Del logos de los filósofos al fuego de la palabra
Abraham Chams Anturi, Director Unidad Funcional Materno Infantil de San Vicente Fundación. - elpulso@sanvicentefundacion.com
Para el mundo antiguo el Logos significaba: la palabra meditada, reflexionada o razonada, es decir: “razonamiento”, “argumentación”, “habla” o “discurso”. También puede ser entendido como: “inteligencia”, “pensamiento” o “sentido”.
Heráclito de Éfeso utiliza esta palabra en su teoría del ser, diciendo: “No a mí, sino habiendo escuchado al Logos, es sabio decir junto a él que todo es uno”. Tomando al logos como la gran unidad de la realidad, lo real. Heráclito pide que lo escuchemos, es decir, que esperemos que se manifieste en lugar de presionarlo. “El Ser” de Heráclito, entendido como logos, es la inteligencia que dirige, ordena y da armonía al devenir de los cambios que se producen durante la existencia misma. Se trata de una inteligencia sustancial, presente en todas las cosas. Cuando un ente pierde el sentido de su existencia se aparta del logos.
De este enfoque se puede entender también al logos como el discurso y el tratado sobre una determinada área del conocimiento, por ejemplo: antropología, geología, cirugía, entre otros, de esta forma el conocimiento filosófico se separa en física y metafísica, entrando en la división de la teoría del conocimiento, separando la esencia de la existencia, el ser del tener.
Posteriormente el cristianismo, influenciado por el judaísmo y las vertientes de los diferentes pensamientos griegos, le da un nuevo significado al logos; entre ellos Filón de Alejandría, del siglo I AC, quien lo define como “La Sabiduría” y, especialmente, “La razón inherente a Dios”. De aquí surgen dos grandes corrientes: El primero de ellos conocido como gnosticismo, en donde se privilegia todo lo concerniente al espíritu (Neuma) y se desprecia el cuerpo (Sarx). La segunda de estas corrientes es la de los cristianos apologistas del siglo II, quienes veían en el logos al Hijo de Dios encarnado en un niño recién nacido y pobre. Tertuliano, diferenciaba entre el Logos como atributo interno de Dios, y otro el logos que engendró Dios, que se tornaría en una persona.
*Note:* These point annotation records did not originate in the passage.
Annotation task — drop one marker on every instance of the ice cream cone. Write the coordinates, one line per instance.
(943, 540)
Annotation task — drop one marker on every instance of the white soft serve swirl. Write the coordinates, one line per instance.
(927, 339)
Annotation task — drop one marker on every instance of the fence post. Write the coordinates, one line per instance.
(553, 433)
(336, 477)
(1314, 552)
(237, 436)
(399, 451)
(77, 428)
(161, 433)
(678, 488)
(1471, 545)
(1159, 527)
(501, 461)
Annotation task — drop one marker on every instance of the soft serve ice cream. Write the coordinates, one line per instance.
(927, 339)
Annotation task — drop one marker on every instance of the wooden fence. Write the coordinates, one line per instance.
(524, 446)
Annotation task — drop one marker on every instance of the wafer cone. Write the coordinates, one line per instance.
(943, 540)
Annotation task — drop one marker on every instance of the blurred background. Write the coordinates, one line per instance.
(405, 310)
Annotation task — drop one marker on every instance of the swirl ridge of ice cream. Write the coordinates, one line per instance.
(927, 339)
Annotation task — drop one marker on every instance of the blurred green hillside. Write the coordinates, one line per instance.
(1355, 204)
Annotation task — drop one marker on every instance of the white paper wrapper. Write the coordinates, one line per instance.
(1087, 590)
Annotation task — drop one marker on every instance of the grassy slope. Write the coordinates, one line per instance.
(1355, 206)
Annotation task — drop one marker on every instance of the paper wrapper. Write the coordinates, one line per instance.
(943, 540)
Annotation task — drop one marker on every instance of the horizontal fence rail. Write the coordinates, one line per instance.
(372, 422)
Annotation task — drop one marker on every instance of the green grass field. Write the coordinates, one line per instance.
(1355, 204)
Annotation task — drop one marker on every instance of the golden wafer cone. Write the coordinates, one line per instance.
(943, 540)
Posteriormente otros teólogos lo entenderían ontológicamente como “La razón de Dios” e inseparable de él. “Diferente de Dios pero uno con Él”.
El postmodernismo concibe al hombre como un accidente biológico, como un primate desarrollado, olvidado en un pequeño punto azul de una galaxia periférica, lo percibe como una cascada metabólica, en una evolución ciega sin sentido y sin proyecto. Nos entendemos a nosotros mismos como en medio de la noche, en medio de la nada. Una tragicomedia de un ser consciente de su finitud, encerrado en el tiempo y el espacio, sabiendo que se convertirá en “no ser“ al morir y que todo su poder, tener y conocer se introducirá en el abismo de la no existencia.
De la misma forma en que el fuego guió a los hombres, permitiendo transformar la materia, iluminar y dar calor, el logos ilumina la razón y hace arder el corazón, lleva al ser humano a la dimensión de la ética y de la estética, su dignidad reposa en su ser y no en su tener ni conocer, lo hace salir de si, lo hace construir su sentido y su destino, su proyecto, lo levanta cada mañana para trasformar su mundo y aún más allá, su más allá.
En este orden de ideas cada “Niño” y cada “Ser Humano” han sido pensados, sentidos, meditados, razonados, reflexionados y argumentados. La dignidad de cada hombre no está en el tener ni en su conocer, la dignidad de cada hombre está en que hace parte de un proyecto y de un deseo. Cada uno de ellos es un logos, inmanente y trascendente, de aquí deriva lo invaluable de “La Vida”, entendiendo la vida plena como la construcción de un proyecto de vida desde el conocimiento y la libertad, y asumida responsablemente. Esto solo se alcanza con una salud integral, en todas las esferas del “Niño” y del “Ser Humano”: Cuerpo, mente, alma, espíritu, familia y sociedad.